PS - Midway through my reasonably-sized library, Google asked me to confirm I was a human-being by typing in a CAPTCHA. Carried on happily afterwards, though.

9/17/2007 5:33 PM  
Anonymous Anonymous said...

So cool! Changed my default catalogue view, to enjoy the prettiness that is Google.

9/17/2007 6:08 PM  
Blogger Cathy said...

I'm using IE7 and having the same problem as squeakychu - it doesn't recognize that I'm logged in to LT. I left it running (on other's books) while I was gone for the day and it appears that it stopped after three or four hours.

9/17/2007 6:11 PM  
Blogger Rob Szarka said...

I second the motion to add sorting by level of confidence. I saw one go by marked "likely right" that was dead wrong, but then had a devil of a time finding it on the results page to correct it.

(For the record, the work was "A Dictionary of Symbols", which got matched to "Higher Education in a Changing Canada: = L'enseignement Supérieur Dans Un ..."!)

I've done over 1500 books so far, no CAPTCHA.

9/17/2007 7:51 PM  
Blogger Rob Szarka said...

Argh! Better yet, let me display all my results on one page. I just gave up paging through my 2000+ books to find the misidentified match for "The Origin of Species" and correct it... sfzjuc

9/17/2007 8:21 PM  
Blogger Rob Szarka said...

Argh! I'm finding more and more mismatched works and the frustrating thing is that right now it's much harder to get bad data out than it is to put it in.. :(

(And darned if I can see how some of these bad matches happened...)

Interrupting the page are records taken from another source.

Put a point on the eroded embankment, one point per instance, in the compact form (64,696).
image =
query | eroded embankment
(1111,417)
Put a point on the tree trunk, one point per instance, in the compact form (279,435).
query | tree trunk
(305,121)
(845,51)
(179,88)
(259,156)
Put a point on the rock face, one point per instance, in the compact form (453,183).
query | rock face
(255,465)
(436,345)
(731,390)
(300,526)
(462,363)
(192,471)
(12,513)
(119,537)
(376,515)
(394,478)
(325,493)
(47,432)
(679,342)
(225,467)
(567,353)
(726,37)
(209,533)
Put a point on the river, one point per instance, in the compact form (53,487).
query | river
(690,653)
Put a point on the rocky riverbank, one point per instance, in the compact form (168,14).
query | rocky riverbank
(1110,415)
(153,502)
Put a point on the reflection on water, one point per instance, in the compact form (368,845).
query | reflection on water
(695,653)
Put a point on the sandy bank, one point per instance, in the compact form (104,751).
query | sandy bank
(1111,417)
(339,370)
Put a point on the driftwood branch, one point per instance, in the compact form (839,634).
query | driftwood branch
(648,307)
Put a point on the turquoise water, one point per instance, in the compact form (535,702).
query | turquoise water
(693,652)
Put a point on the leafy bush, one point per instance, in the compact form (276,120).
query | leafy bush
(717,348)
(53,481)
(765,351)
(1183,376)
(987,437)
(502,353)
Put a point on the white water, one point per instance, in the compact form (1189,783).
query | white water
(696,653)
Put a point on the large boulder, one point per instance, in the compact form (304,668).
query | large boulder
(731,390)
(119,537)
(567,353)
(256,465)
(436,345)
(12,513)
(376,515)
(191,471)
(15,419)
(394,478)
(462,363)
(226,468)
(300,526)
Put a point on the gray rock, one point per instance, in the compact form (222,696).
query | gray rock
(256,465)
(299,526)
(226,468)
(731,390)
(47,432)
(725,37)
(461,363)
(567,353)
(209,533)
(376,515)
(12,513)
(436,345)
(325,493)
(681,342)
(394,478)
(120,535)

On the plus side, I've found several cases where my the matched edition of a work is "limited preview" but there's another edition with a full view. :)

9/17/2007 8:51 PM  
Blogger Jonathan K. Cohen said...

Is there any kind of debugging data I can provide to help solve my problem posed above -- i.e., that the error message "Google Book Search Search only works on Google Book Search: http://books.google.com" appears even when I'm on the Google Book Search page? I'd really like to get this running. FF 2.0.0.6, Windows XP SP 2.

9/17/2007 9:53 PM  
Blogger Tim said...

Jonathan,

It relied on the "referrer" (or referer, in HTTP-speak) being books.google.com. I'm guessing your browser security settings were set to avoid sending that.

I've taken the referrer protection off. This means that some users will try to use it on Disney.com and wonder why it doesn't work. Oh well.

T

9/17/2007 10:08 PM  
Blogger Murray said...

In the blog post, the text "Then you got to [[Google Book Search]] and you click it." actually links to the wikipedia article on bookmarklets instead of to Google Book Search.

9/18/2007 4:07 AM  
Anonymous Anonymous said...

The bookmarklet assumes you are logged in at www.librarything.com, it does not check the international sites.

9/18/2007 6:06 AM  
Blogger Keir Hardie said...

interesting - it's a bit overconfident on some 'likely right's though - is it looking for the work name rather than the book name? That will cause some spurious 'exact edition's.

9/18/2007 7:36 AM  
Blogger Keir Hardie said...

oh, and I don't think the difference between 'likely' and 'probably' is clear!